Although renovation work would prolong the existing jail’s lifespan, the plan says there is not enough room on the existing 3.5-acre site to accommodate future growth. However, it does not consider whether the jail could be expanded upward instead of outward.

Grand County Building Official Jeff Whitney believes it’s feasible to add a second story to the current facility.

“I see no reason why we couldn’t,” Whitney said.

For now, at least, jail officials don’t have to worry about inmate overcrowding, although projections show that the facility will need 131 beds by 2060.

“Our numbers are low,” White said. “We’re golden.”

In fact, the jail is contracting with the state to house additional inmates at the facility.

Last year, the state paid about $122,000 to house approximately eight inmates at the jail, and White is hoping to increase those numbers this year.

“I wouldn’t hang my hat on it, but it’s an option that’s there,” he said.

However, state officials are very concerned about the current situation at the jail, and they may be reluctant to send more inmates this way, White said.

If the council is able to address those concerns in the short term, it’s still unclear how the county would pay for a new facility.

According to the plan, the county cannot charge impact fees to pay for construction work that addresses the jail’s existing needs.
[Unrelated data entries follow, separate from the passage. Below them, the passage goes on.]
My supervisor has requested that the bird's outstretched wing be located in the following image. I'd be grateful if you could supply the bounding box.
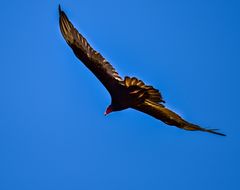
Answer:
[59,5,122,95]
[133,100,226,136]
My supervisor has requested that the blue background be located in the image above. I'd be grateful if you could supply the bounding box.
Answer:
[1,0,239,189]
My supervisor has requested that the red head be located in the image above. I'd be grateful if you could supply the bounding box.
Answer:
[104,105,113,116]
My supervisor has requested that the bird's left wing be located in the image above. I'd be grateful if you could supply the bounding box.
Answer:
[133,100,226,136]
[59,6,123,95]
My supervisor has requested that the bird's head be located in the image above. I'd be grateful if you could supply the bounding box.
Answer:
[104,105,113,116]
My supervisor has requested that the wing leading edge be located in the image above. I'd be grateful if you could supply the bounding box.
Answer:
[59,5,123,95]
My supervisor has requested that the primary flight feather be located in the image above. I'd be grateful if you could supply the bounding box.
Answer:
[59,5,225,136]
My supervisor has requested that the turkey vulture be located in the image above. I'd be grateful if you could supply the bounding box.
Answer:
[59,5,225,136]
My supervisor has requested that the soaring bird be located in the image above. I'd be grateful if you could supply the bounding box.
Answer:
[59,5,225,136]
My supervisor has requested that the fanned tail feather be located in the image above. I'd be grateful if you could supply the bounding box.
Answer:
[124,76,165,103]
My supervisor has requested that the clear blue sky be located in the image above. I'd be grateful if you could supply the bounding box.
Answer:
[1,0,240,189]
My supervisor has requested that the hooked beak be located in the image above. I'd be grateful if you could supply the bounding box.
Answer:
[104,106,112,116]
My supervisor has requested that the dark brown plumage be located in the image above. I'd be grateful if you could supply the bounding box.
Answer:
[59,5,225,136]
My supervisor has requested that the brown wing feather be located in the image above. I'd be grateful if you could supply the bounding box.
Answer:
[59,6,122,94]
[133,100,225,136]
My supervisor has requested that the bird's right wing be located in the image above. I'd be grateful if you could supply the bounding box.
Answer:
[133,100,226,136]
[59,6,123,95]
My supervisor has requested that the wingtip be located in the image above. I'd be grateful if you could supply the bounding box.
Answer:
[213,131,226,136]
[207,129,226,136]
[58,4,62,13]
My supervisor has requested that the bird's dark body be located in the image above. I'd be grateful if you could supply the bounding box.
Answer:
[59,5,225,136]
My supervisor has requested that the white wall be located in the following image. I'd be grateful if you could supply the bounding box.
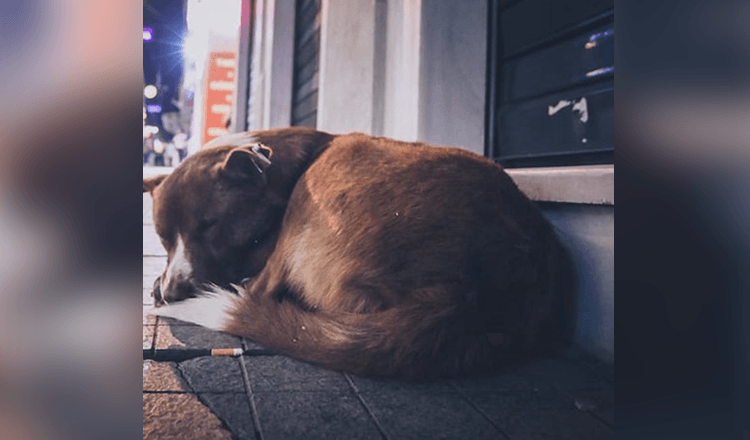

That funding source would be available to accommodate future growth at the sheriff’s office, though.

In terms of other possible funding sources, Jackson suggested that the county could take a cue from Emery County, which stashes portions of its mineral lease revenue into a municipal building fund.

The county could also look to the federal Community Development Block Grant (CDBG) program, the state’s Permanent Community Impact Fund Board (CIB) and bonds or conventional loans.

Before the council commits to any final decision, though, Grand County Council member Patricia Holyoak suggested that it has to consider her generation’s skepticism toward construction of new facilities.

“I think that the mentality of my age group in the community is, ‘everybody wants new, new, new,’ and that’s a really hard pill to swallow,” she said.